La Penna eventually waved play on after speaking to both players.

Sunday’s alleged incident is hardly the first time that the issue of racism has been under the spotlight in Serie A.

The most high-profile episode this season saw AC Milan goalkeeper Mike Maignan receive racist chants from Udinese fans during a Serie A match away in Udine.

Last season as well, Inter striker Romelu Lukaku received racist chants from Juventus fans during a Coppa Italia tie.

Calvarase Praises La Penna For Alleged Racism Incident In Inter Napoli Clash

With these sorts of incidents, it is not just the allegedly racist behaviour that comes under scrutiny.

There are also questions of the procedures for dealing with racism.

It is the match officials who have the responsibility to handle the incidents.

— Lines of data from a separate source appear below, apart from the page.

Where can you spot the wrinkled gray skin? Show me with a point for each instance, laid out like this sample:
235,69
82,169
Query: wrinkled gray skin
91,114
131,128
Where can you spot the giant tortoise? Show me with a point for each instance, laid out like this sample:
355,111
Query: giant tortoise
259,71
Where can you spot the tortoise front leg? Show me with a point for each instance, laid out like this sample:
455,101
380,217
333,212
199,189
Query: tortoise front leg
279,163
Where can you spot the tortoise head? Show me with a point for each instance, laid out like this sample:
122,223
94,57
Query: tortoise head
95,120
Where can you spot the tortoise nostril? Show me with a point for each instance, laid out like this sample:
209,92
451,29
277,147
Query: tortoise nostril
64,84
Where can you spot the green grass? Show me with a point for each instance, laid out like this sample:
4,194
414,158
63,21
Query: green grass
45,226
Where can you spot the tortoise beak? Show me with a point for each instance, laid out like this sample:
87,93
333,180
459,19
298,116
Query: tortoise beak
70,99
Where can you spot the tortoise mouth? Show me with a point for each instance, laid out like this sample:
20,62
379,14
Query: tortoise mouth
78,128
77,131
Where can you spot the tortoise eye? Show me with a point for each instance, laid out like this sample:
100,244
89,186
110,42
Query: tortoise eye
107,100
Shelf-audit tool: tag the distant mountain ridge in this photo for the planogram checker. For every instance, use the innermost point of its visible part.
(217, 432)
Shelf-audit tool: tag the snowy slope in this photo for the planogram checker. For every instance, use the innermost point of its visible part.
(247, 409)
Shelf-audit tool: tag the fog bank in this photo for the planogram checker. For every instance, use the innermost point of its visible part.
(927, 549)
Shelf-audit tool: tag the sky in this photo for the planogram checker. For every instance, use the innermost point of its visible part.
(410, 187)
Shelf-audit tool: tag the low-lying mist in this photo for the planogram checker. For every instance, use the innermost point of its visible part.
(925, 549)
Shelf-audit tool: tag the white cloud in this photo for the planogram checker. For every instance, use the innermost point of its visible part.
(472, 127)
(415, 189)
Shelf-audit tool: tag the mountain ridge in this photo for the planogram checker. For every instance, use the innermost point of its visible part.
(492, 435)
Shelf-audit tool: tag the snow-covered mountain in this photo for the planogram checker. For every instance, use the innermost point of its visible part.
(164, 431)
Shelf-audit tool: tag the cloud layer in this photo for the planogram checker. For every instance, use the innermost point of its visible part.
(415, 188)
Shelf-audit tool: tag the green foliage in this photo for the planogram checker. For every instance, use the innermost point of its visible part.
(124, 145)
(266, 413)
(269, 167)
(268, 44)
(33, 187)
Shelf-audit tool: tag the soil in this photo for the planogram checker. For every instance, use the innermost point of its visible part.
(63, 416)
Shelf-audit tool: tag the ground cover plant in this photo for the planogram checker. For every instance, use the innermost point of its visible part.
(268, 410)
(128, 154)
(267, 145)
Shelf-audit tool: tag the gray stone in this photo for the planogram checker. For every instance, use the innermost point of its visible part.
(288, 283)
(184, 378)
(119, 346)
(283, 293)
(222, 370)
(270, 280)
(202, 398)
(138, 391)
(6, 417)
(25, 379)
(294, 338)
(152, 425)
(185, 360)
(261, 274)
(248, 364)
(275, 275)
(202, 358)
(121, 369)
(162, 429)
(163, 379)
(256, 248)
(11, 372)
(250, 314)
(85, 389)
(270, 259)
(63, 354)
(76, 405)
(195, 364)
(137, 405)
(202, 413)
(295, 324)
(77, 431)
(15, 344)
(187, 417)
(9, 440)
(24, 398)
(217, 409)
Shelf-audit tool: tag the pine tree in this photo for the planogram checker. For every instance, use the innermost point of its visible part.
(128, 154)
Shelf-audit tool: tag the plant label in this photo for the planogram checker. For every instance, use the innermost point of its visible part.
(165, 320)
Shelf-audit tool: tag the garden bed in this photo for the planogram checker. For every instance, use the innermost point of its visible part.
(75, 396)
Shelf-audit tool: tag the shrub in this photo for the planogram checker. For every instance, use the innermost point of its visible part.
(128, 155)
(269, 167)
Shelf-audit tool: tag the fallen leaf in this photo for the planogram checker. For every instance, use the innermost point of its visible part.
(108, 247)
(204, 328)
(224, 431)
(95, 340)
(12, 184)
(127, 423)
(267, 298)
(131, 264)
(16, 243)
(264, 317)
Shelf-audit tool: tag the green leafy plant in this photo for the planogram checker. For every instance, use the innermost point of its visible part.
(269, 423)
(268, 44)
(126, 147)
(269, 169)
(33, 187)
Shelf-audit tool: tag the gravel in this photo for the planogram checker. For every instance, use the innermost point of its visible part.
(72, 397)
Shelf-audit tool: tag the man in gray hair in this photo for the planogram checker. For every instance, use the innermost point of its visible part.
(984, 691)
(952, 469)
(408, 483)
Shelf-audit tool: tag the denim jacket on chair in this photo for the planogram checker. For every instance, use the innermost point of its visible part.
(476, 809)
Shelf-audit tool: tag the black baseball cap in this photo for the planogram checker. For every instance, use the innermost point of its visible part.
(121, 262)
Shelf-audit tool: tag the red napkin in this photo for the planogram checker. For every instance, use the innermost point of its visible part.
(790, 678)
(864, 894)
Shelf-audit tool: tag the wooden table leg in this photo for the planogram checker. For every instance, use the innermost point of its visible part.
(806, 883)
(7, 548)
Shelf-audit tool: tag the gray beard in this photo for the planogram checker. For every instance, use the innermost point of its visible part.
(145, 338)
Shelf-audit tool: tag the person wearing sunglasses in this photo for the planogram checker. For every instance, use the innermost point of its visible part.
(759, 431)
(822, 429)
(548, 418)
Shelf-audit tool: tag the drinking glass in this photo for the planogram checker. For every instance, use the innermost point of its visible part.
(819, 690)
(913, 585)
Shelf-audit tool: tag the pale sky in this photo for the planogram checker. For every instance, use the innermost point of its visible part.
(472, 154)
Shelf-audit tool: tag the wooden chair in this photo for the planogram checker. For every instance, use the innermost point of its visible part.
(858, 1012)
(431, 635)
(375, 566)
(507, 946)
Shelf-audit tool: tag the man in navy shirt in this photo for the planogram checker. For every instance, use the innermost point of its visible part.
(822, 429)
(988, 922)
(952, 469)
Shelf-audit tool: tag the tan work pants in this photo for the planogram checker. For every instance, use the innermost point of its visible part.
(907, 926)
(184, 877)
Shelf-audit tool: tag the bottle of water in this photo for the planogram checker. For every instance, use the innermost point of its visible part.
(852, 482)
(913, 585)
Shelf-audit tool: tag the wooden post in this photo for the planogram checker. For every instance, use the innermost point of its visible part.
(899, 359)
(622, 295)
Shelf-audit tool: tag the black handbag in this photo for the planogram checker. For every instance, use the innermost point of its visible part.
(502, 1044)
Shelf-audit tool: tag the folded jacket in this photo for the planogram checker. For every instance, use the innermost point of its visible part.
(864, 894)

And there has been criticism to the effect that referees have not taken racism – particularly racist chants from fans – seriously enough in Serie A.

But in the view of Calvarese, referee La Penna got it right with his handling of the situation on Sunday.

“In these cases, such as with dealing with blasphemous words or generic insults, all a referee can do is listen to the footballer’s side of the story,” Calvarese writes.

“(Which La Penna did very clearly and with clearly empathetic body language).”

“Then he will make a note of the incident in his match report. And then the ball passes into the court of the Sporting Judge.”

Calvarese notes that “The latter can also call on La Penna to testify, and ask for clarification on what happened.”

“Furthermore, the referee could even be called to testify even if he hadn’t written anything in his match report,” the former referee explains.

“In order to complete the picture that is painted by statements.”

Calvarese argues that “It makes not sense to compare an episode like this to derogatory or racist chants from the stands.”

“We’re talking about very different situations,” the former referee contends.